New study. In short, eat more potassium, because the correct sodium-potassium ratio is more important than just measuring sodium intake alone. So you can eat more sodium as long as you eat potassium too. https://bmcmedicine.biomedcentral.com/articles/10.1186/s12916-024-03350-x Conclusion: Our study demonstrates significant positive associations between daily sodium intake (within the range of sodium intake between 2,000 and 7,500 mg/d), the sodium–potassium ratio, and risk of CVD and overall mortality, with women having stronger sodium–potassium ratio-mortality associations than men, and with the meta-analysis providing compelling support for the CVD associations. These data may suggest decreasing sodium intake and increasing potassium intake as means to improve health and longevity, and our data pointing to a sex difference in the potassium-mortality and sodium–potassium ratio-mortality relationships provide additional evidence relevant to current dietary guidelines for the general adult population. Conversation:
Watermelon and melons are great. A slice is about the same potassium of a banana, but it's easier to eat a few slices of melon than a few bananas. Tomatoes, cucumbers, spinach are also a simple potassium booster to have on a natural balanced diet.

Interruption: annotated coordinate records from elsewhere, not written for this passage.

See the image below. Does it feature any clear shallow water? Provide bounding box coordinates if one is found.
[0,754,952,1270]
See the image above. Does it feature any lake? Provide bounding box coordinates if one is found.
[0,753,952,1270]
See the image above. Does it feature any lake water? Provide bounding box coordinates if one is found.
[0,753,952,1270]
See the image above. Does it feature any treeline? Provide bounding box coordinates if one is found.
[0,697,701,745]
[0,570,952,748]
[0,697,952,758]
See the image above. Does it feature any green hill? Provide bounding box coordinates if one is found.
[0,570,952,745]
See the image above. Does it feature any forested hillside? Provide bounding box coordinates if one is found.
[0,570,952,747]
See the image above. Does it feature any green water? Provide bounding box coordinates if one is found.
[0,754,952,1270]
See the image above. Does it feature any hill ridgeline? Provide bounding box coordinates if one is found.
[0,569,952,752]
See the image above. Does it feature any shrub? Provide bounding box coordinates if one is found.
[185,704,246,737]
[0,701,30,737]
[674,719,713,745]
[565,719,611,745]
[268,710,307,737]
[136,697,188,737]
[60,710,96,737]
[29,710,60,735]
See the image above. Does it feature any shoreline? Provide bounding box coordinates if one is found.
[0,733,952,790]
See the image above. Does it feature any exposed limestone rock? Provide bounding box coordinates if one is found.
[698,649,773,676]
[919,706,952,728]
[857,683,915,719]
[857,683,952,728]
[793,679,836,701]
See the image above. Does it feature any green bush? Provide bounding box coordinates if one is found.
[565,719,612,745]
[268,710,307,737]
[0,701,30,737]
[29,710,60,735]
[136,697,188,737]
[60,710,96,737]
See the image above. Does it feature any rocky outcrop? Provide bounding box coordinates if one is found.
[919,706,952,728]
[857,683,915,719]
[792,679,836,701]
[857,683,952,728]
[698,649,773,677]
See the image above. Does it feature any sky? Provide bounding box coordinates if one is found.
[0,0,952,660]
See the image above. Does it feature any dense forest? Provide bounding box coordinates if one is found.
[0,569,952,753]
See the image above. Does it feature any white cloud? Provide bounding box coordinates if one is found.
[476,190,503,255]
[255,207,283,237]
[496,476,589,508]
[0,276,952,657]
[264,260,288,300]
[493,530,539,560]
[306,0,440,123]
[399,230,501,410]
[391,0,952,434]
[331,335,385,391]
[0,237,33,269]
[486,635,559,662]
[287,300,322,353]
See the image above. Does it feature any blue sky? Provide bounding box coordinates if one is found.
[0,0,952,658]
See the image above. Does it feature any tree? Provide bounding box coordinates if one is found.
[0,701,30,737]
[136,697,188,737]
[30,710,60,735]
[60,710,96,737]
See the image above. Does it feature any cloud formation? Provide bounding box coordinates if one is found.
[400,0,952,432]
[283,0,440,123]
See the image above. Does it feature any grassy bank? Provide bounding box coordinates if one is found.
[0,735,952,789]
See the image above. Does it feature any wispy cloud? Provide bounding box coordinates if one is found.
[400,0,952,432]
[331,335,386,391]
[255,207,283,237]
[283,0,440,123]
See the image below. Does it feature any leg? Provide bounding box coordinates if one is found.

3 things I came to realize with Potassium: 1. The government recommended dose was BS even after the recently decreased value to 3.4g. There was no freaking way to eat 4.5 g Potassium everyday and also no need for that. 2. The need for humans fluctuates wildly between people based on weight, lifestyle, climate. A 200 lbs physical worker living in the South needs 3-4 times more Potassium than a 100 lbs office worker in the North. And according to this study: 3. You have to account for sodium intake. As long as the sodium-potassium pump is in balance, you are most likely OK. https://en.wikipedia.org/wiki/Sodium–potassium_pump
It looks very scary : Every now and then there is still new discovery /findings. Food writers must show evidence that eating / not eating this or that will lead to living beyond 100 years old. I avoid reading such food articles. And I make my own judgment. This is similar to trading. Don't listen to trading related news blindly. Make your own judgment Next new food discovery thing please
https://www.mayoclinic.org/drugs-su... maintain,or treatment with certain medicines. Potassium is needed to maintain good health. Although a balanced diet usually supplies all the potassium a person needs, potassium supplements may be needed by patients who do not have enough potassium in their regular diet or have lost too much potassium because of illness or treatment with certain medicines.
That is silly and illogical. If they show you that WITHOUT X you only live up to 65, wouldn't you take it? Also an advice about taking it in pills, always take it with food/liquid so it is properly diluted and if you want to take a lot, spread it out during the day. But food is probably better and easier than taking 6-8 pills.
As mentioned, I don't trust professional food writer's articles. They are good at writing nonsense / conflicting reports. They have to write so that they get paid by secret sponsors. But I am keen to read articles about the centenarian lifestyle. I don't take pills/Ultra-processed man-made food/health supplements. I mostly eat my home-cooked, homemade food with no toxic chemicals/additives/preservatives.
In part because of the article I posted in this thread: https://www.elitetrader.com/et/threads/you-probably-dont-need-that-green-ag1-smoothie.378889/ I am considering reducing my intake of a multivitamin from everyday to 3or 4 times a week. Still giving it some thought. Same with the fish oil capsules. And so, unless my bloodwork shows a deficiency, I am disinclined to add supplementary stuff. Just my current thinking.
The general opinion on multivitamins is that it is a waste of money. You should target the 2-3 vitamins that you think you are deficient in, that is more bang for your money and better healthwise.